Thanks @mpope some good points there. yeah good example of resource allocation/deallocation - at least it’s reasonably straightforward in BEAM compared to say for example writing a Java native extension. Good point about the dirty NIF.

1 Like

Can you share the use case for an ordered map? I super curious!

Typical use case would be to match people looking to rent or let property by geographic area. Perform a periodic rollup across all users. Remove users who had already been matched. Have tried with ETS but was only able to process 80,000 per second. Personal challenge is to find a way to match 200,000.

The BEAM languages and Rust are a natural pair – both emphasize safety and never actually crashing (in terms of an OS process).

I know what it is to be very busy and to have an eternally huge backlog. So definitely not excuses as you said, we just have only so much focused creative time per day.

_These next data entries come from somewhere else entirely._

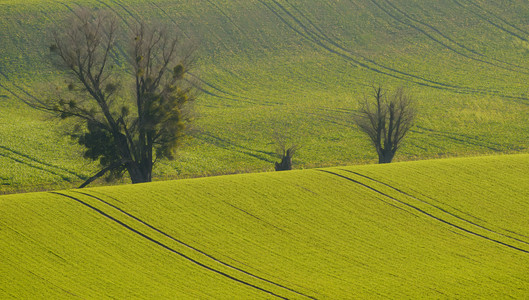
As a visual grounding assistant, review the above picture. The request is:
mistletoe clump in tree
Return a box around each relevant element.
[44,9,196,187]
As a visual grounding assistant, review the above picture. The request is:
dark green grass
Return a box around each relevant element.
[0,155,529,299]
[0,0,529,191]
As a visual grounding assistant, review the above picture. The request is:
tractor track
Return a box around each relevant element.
[453,0,528,42]
[258,0,529,101]
[50,192,316,299]
[340,169,529,245]
[55,191,316,299]
[378,0,529,75]
[318,169,529,254]
[0,145,87,181]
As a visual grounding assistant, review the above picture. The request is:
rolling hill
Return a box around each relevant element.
[0,0,529,193]
[0,155,529,299]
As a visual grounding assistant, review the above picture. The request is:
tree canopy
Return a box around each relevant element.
[41,9,196,186]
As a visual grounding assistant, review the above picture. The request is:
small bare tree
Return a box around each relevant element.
[40,9,195,187]
[354,86,417,164]
[275,134,300,171]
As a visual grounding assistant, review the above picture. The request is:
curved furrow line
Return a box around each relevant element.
[254,0,432,89]
[414,125,503,151]
[384,0,529,75]
[268,0,470,90]
[193,132,275,164]
[340,169,529,245]
[149,1,191,39]
[187,72,283,106]
[0,153,72,182]
[410,129,502,152]
[54,192,315,299]
[206,0,248,37]
[73,191,315,299]
[468,0,529,35]
[371,0,499,67]
[319,170,529,254]
[0,145,88,180]
[298,111,351,128]
[105,0,141,24]
[268,0,529,104]
[453,0,529,42]
[0,83,35,106]
[92,0,132,28]
[264,0,504,100]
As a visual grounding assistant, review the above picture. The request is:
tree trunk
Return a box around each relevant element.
[378,149,395,164]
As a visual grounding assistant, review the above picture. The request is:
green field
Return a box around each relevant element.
[0,155,529,299]
[0,0,529,193]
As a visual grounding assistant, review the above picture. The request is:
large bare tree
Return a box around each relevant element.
[354,86,417,164]
[42,9,195,187]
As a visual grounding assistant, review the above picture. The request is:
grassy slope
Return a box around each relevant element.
[0,155,529,299]
[0,0,529,191]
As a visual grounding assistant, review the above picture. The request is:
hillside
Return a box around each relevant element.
[0,0,529,192]
[0,155,529,299]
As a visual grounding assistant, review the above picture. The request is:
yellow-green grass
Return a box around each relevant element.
[0,155,529,299]
[0,0,529,193]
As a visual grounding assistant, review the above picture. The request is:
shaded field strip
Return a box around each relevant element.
[50,192,294,299]
[219,200,286,233]
[468,0,529,35]
[187,72,283,106]
[453,0,528,42]
[410,127,503,152]
[266,0,529,104]
[0,145,88,180]
[72,191,316,299]
[193,132,276,163]
[372,0,529,74]
[258,0,482,95]
[385,0,529,74]
[0,153,71,182]
[318,170,529,254]
[340,169,529,245]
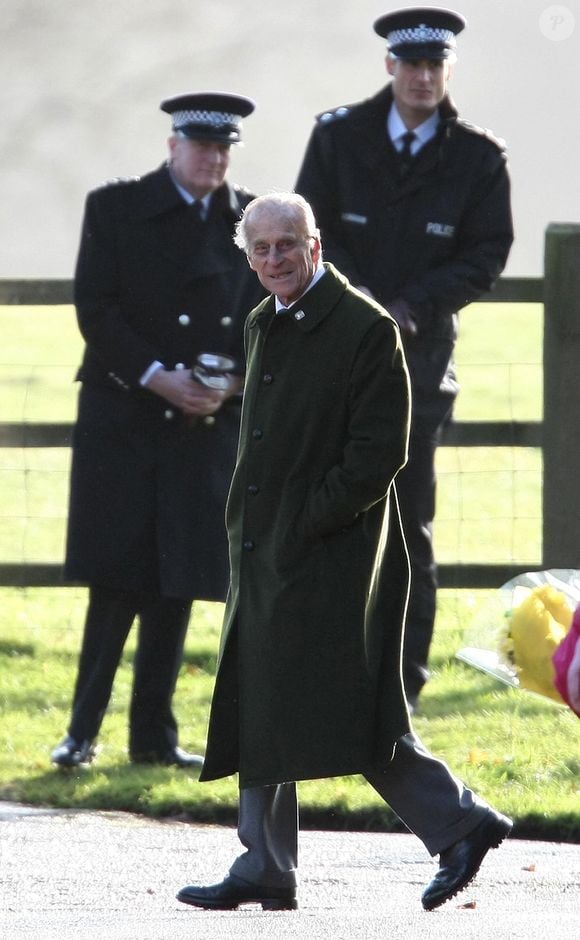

But my recommendation stands for when you have the time. Rustler works very well.

Can you explain the problem a bit more? I’m not sure I understand how an map with ordered keys will help with this exactly. Maybe there are other data structures that would be suited better?

1 Like

Need to continually perform the following operation:

  1. Iterate through the list of objects, (ordered by key (monotonically incrementing integer))
    1.1 for each object:
    1.1.1 Iterate again through the list of objects, make a list of objects which can be matched with the current object
  2. delete the current object, delete the list of matched objects (both operations by key)
    2.1 send a message with the object and it’s matches to another system
    2.1 GOTO 1

Am I understanding it correctly like this:

If you have structure like this

objects = [1: a, 2: c, 3: x, 4: c, 5:c, 6: a, 7: d]

Your algorithm loops over each element, finds 1:a and searches for all a (6 in this case).
Delete 1 and 6 and send a message to some process?
And then repeat this for the remaining entries? Starting with 2: c?

Is this correct?

If it’s correct, then can’t you sort the objects by the items first and then do the other actions on them, so sorted like: `a: 1, 6 - c: 2, 4, 5 - x: 3 - d: 7]?

This brings the logarithmic complexity down from an O(n2) to an O(n log n) operation and should be much faster

  1. Are the keys the order of requests, and it’s desired to process in FIFO order?

  2. Does the list of matches also need to be returned in FIFO order?

You may also consider indexing your objects on every write, based on the property that binds distinct groups of them together across the ordered data structure.

This will increment memory usage and make each individual write more expensive - but not much so, if the right data structures are leveraged (e.g. a gb_tree for the ordered bit and a Map of lists for indexing stuff.)

The coordinated management of the two data structures (the main one plus the index) can be kept behind an API to keep it simple to use and reason about.

A theoretical example

  • The main data structure, a gb_tree with:
    [{0, %{user: :a}}, {1, %{user: b}}, {2, %{user: z}}, {3, %{user: a}}
  • The index, a Map of lists with:
    %{a: [0, 3], b: [1], c: [2]

You then iterate over the gb_tree until you find something you want to delete/process; then, to find out which other entries you need to delete, you consult the index rather than iterating over all the entries.

Then, once you’ve finished processing that particular group of objects, you can continue iterating where you left of (gb_tree does provide a function for this.)

All that it’s left is to write the bookkeeping code necessarily to ensure the two structures remain consistent with each other for every write.